You probably already know putting on muscle can be a challenge as a woman. For one, our female hormones will have a say in the matter. We have too little of the one hormone we need to pack on muscle— testosterone. This hormone controls muscle-building pathways, increases strength so we can lift more weight and helps keep the metabolism burning high. Following a proper muscle-building diet plan is critical, including eating certain types of foods that can help stimulate lean muscle growth, maintenance and repair.
Food #1: Red Meat
Red meat is critical when it comes to packing on muscle. It is packed with protein— 100 grams of tenderloin delivers 26 grams of protein per serving. Red meat is also a good source of fats, both monounsaturated and saturated. Although you might think getting in saturated fat isn’t a good thing when it comes to building muscle, it is critical. Fat is critical when it comes to hormone development. What’s more, eating a high-protein, high-fat diet can help preserve muscle and switch the body to burn off fat. Red meat is also naturally high in essential muscle-building vitamins and minerals, including B vitamins, zinc and iron. Lastly, red meat is also high in the muscle-energizing nutrient creatine, which helps the body re-generate ATP or muscle energy. Creatine has been shown in numerous studies to build muscle, increase strength, power and endurance. Eat red meat a few times per week if your goal is to build muscle.
Food #2: Beets
Beets are naturally high in nitrates, which help drive nitric oxide production via the nitrate-nitrite-NO pathway. This pathway doesn’t require oxygen to convert nitrate into NO, which means the body conserves oxygen and has more available for workouts. Supplementing with beet powder that is rich in nitrates has been shown to enhance exercise performance, including improving reaction time, and reducing time to exhaustion. Increased NO also stimulates vasodilation, enhancing blood flow and delivery of vital nutrients to muscles so they can work longer and harder! Beets are low in calories and high in fiber. Eat them on a salad chopped, or puree and add them to a pre- or post-workout smoothie. In a 500-gram serving, you will get about 430 milligrams of nitrates!
Food #3: Whey Protein
You may not be a fan of protein powders, but it’s hard to ignore the benefits in whey protein. For one, it delivers one of the highest biological values when it comes to proteins. A high BV means that all the protein that is being consumed is getting utilized and absorbed by the body.

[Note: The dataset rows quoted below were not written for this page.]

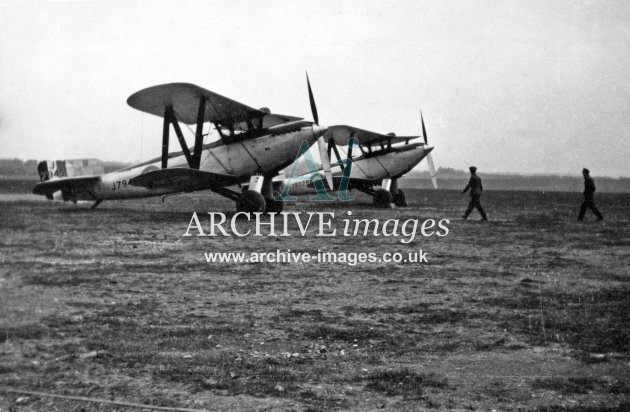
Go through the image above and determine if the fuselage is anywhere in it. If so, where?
[60,126,325,200]
[285,144,433,195]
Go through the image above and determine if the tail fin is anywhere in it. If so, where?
[37,159,105,182]
[35,159,105,200]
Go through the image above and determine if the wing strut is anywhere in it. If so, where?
[162,106,172,169]
[162,96,206,169]
[190,96,206,169]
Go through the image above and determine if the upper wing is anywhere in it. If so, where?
[127,83,266,124]
[33,176,101,195]
[234,109,304,131]
[328,125,420,146]
[129,168,241,192]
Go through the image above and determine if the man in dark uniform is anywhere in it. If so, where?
[578,168,604,222]
[462,166,488,222]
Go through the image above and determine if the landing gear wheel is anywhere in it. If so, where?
[394,189,409,207]
[265,199,284,213]
[236,190,267,213]
[374,189,394,209]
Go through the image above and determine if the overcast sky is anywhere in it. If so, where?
[0,0,630,176]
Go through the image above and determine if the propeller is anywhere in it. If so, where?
[306,73,333,189]
[420,110,437,189]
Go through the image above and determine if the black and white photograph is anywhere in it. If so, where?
[0,0,630,412]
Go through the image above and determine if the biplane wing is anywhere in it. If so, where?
[328,125,420,146]
[129,168,242,192]
[33,176,101,196]
[127,83,267,124]
[234,108,304,131]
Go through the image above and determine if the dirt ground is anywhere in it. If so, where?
[0,190,630,412]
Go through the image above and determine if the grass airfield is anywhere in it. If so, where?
[0,190,630,411]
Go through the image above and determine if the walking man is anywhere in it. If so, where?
[462,166,488,222]
[578,168,604,222]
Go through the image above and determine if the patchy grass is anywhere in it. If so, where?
[0,191,630,410]
[363,368,448,398]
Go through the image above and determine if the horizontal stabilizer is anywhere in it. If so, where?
[129,168,242,192]
[328,125,420,146]
[33,176,101,195]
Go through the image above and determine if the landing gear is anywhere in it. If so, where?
[236,190,267,213]
[373,189,394,209]
[393,189,409,207]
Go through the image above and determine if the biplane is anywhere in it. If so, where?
[276,113,437,208]
[33,76,336,212]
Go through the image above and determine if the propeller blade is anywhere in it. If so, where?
[420,110,429,144]
[317,136,333,190]
[427,153,437,189]
[306,73,319,125]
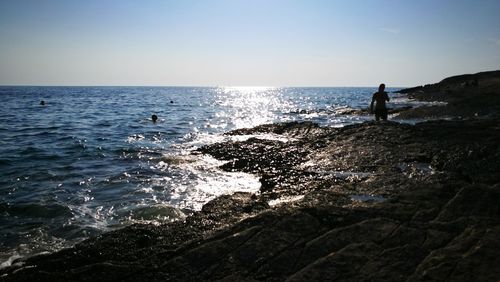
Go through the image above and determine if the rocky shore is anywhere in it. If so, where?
[0,72,500,281]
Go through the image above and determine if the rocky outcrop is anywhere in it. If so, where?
[398,71,500,119]
[2,115,500,281]
[0,71,500,281]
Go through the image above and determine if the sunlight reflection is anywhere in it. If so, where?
[216,87,294,128]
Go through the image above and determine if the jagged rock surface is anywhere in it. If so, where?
[0,116,500,281]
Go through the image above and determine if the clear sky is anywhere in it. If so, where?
[0,0,500,86]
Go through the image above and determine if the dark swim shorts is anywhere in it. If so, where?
[375,109,387,120]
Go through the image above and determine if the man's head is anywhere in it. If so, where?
[378,83,385,92]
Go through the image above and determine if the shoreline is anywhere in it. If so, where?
[0,73,500,281]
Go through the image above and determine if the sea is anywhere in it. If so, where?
[0,86,416,267]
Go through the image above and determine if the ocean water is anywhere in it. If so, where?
[0,87,411,266]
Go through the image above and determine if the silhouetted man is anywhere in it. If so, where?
[370,83,389,121]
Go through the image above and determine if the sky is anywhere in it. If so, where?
[0,0,500,87]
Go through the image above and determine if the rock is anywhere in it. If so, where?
[0,90,500,281]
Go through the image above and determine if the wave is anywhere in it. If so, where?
[0,203,73,218]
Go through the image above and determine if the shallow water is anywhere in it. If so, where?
[0,87,411,262]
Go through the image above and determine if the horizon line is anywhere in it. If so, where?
[0,84,408,88]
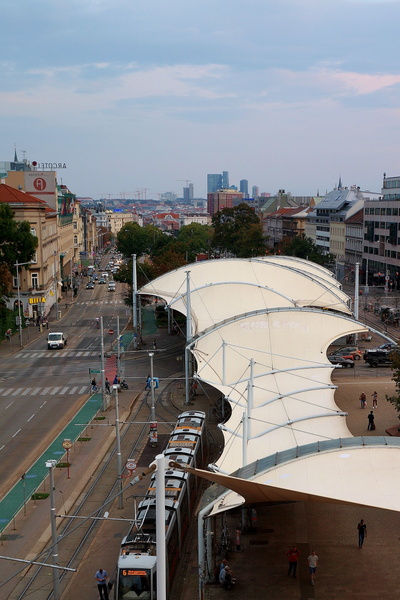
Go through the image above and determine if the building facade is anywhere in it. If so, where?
[207,189,243,216]
[362,174,400,291]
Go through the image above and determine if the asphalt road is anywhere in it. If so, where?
[0,283,129,495]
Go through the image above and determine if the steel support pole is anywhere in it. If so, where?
[100,317,107,411]
[185,271,192,404]
[149,352,156,423]
[46,460,60,600]
[156,454,167,600]
[113,385,124,509]
[132,254,137,333]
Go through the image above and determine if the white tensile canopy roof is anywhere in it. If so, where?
[140,257,351,336]
[140,256,400,512]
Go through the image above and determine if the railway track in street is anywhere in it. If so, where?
[13,372,186,600]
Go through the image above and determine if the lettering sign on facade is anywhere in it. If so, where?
[32,160,67,170]
[24,171,57,209]
[29,298,46,304]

Whey protein also provides all the essential amino acids, including the branched-chain aminos— the ones that are critical to muscle building. Research has shown that whey protein can play a key role in stimulating protein synthesis to a greater extent than plant proteins such as soy protein. Whey protein may promote cellular signaling changes through its ability to elevate leucine— the key branched-chain amino acid needed to turn on protein synthesis. Whey protein is also super convenient when it comes to meeting your daily protein needs; most protein powders offer up 20 to 30 grams per serving.
Food #4: Whole Eggs
Whole eggs are considered a perfect food because they are high in protein, provide a good source of fats and deliver essential vitamins and minerals. They also provide a source of cholesterol, which is important when it comes to your muscle building. Cholesterol is the base fat needed to make and balance hormones including testosterone. In one 12-week study, those who ate a high-protein, high-egg diet including whole eggs experienced greater weight loss and preserved more lean mass versus a lower protein diet. Eggs are versatile; eat them for breakfast or for your last meal of the day, eat them in omelets, protein pancakes or try them on a salad.
Food #5: Avocados
Protein is important, but so are fats when it comes to muscle building, and avocados are full of good-for-you fats. They provide a good source of monounsaturated fats, which can be satiating and satisfying when on a diet. Additionally, eating diets high in fats can help preserve muscle and help increase the use of carbs that are stored in the body. Avocados are also a source of glutathione, which is a powerful antioxidant involved in healing and recovery. They are also a great source of potassium— a mineral that gets zapped during a workout! Eat avocadoes with your breakfast, have them on salads or make a spicy guacamole for a side to your veggies or meat.